Kaum sosialis, sebagai salah satu kutub kritik terhadap filosofi transendental-filosofis dari subjek pemikiran, melihat diri mereka sebagai pewaris Pencerah. Varian sayap kanan dari subjek agama, di sisi lain, memandang usahanya sebagai gerakan tandingan dari garis tradisi yang mengarah dari Descartes ke Kant. Citra diri yang berbeda ini sama sekali tidak didasarkan pada penilaian yang salah tentang peran seseorang, itu menunjukkan perbedaan mendasar yang sebenarnya. Memasang kehendak metafisik-nyata, qua biologization, yang menemukan aktivitas yang memadai dalam perjuangan untuk eksistensi, mengubah tatanan subjek jauh lebih dalam daripada yang dapat dilakukan oleh tantangan sosial.

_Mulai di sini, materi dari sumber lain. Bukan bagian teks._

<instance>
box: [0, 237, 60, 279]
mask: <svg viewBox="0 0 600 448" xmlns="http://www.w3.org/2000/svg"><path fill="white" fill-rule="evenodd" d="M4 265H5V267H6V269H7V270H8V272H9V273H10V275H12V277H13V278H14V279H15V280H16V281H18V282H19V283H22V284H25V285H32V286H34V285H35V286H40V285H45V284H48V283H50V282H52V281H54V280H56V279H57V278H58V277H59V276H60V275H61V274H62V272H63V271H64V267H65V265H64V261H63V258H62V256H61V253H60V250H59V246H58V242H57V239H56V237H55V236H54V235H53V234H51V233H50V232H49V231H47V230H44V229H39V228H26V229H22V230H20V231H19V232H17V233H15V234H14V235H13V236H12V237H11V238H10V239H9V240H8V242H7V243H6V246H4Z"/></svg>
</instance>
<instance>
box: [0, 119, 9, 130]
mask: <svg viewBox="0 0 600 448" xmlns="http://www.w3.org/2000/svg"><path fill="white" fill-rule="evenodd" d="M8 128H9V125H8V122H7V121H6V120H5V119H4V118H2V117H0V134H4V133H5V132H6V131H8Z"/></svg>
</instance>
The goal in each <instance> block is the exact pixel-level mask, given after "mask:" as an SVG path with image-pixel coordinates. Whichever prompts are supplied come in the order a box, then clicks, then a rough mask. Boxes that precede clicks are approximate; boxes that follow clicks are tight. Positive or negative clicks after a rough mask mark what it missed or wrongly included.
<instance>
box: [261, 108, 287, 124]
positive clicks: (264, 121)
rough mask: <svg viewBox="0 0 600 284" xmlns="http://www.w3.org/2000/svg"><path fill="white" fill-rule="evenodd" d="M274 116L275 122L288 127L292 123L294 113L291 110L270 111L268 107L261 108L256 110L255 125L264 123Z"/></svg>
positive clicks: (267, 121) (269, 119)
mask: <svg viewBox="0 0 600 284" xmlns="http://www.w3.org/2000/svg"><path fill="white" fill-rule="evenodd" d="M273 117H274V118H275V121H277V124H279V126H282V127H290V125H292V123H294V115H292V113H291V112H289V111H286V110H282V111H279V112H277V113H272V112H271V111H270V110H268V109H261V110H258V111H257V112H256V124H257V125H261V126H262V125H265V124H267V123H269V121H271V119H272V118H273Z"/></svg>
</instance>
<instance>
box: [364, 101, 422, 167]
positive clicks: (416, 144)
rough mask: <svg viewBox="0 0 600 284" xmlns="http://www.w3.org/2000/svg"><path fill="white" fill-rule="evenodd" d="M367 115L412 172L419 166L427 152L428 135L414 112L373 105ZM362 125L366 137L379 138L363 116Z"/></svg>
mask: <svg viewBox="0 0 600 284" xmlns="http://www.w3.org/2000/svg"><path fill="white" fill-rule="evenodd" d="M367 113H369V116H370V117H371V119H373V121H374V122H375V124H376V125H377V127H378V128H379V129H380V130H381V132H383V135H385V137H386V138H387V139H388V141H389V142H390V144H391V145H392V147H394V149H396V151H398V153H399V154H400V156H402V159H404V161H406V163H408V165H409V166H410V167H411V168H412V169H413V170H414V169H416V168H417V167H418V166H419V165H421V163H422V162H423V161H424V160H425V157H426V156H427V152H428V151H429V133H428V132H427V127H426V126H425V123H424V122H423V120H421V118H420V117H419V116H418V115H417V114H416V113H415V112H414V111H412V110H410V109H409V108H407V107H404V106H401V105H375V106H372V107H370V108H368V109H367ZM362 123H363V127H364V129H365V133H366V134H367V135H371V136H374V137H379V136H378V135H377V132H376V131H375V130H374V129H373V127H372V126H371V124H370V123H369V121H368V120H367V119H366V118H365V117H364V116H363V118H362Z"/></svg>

Salah satu alasannya jelas. Fokus pada perjuangan untuk eksistensi sebagai sumber kehidupan dari kehendak metafisik tidak lagi memungkinkan permohonan dari sudut pandang manusia secara umum. Dengan metafisika darah, metafisika kehendak sampai pada penggantian substantif di mana subjek pasif sejak awal dan tidak dapat ditarik kembali 36hanya bisa membangun kesatuan batinnya melalui konstruksi permusuhan ontic bersama. Tapi itu belum semuanya. Penyerahan tongkat estafet dari "nalar murni" ke "kerja" terjadi di sisi cahaya universal dari tatanan subjek modern. Di sisi lain, nasionalisme, yang pada dasarnya menarik armamentarium intelektualnya dari kubangan kontra-pencerahan, beralih ke abad ke-18. Rasisme dan seksisme mereka tidak lagi ditetapkan di sini sebagai anggapan diam dari sudut pandang manusia umum yang salah, dalam metafisika rakyat tentang kehendak mereka merupakan bagian integral dari prinsip universal itu sendiri kata kunci.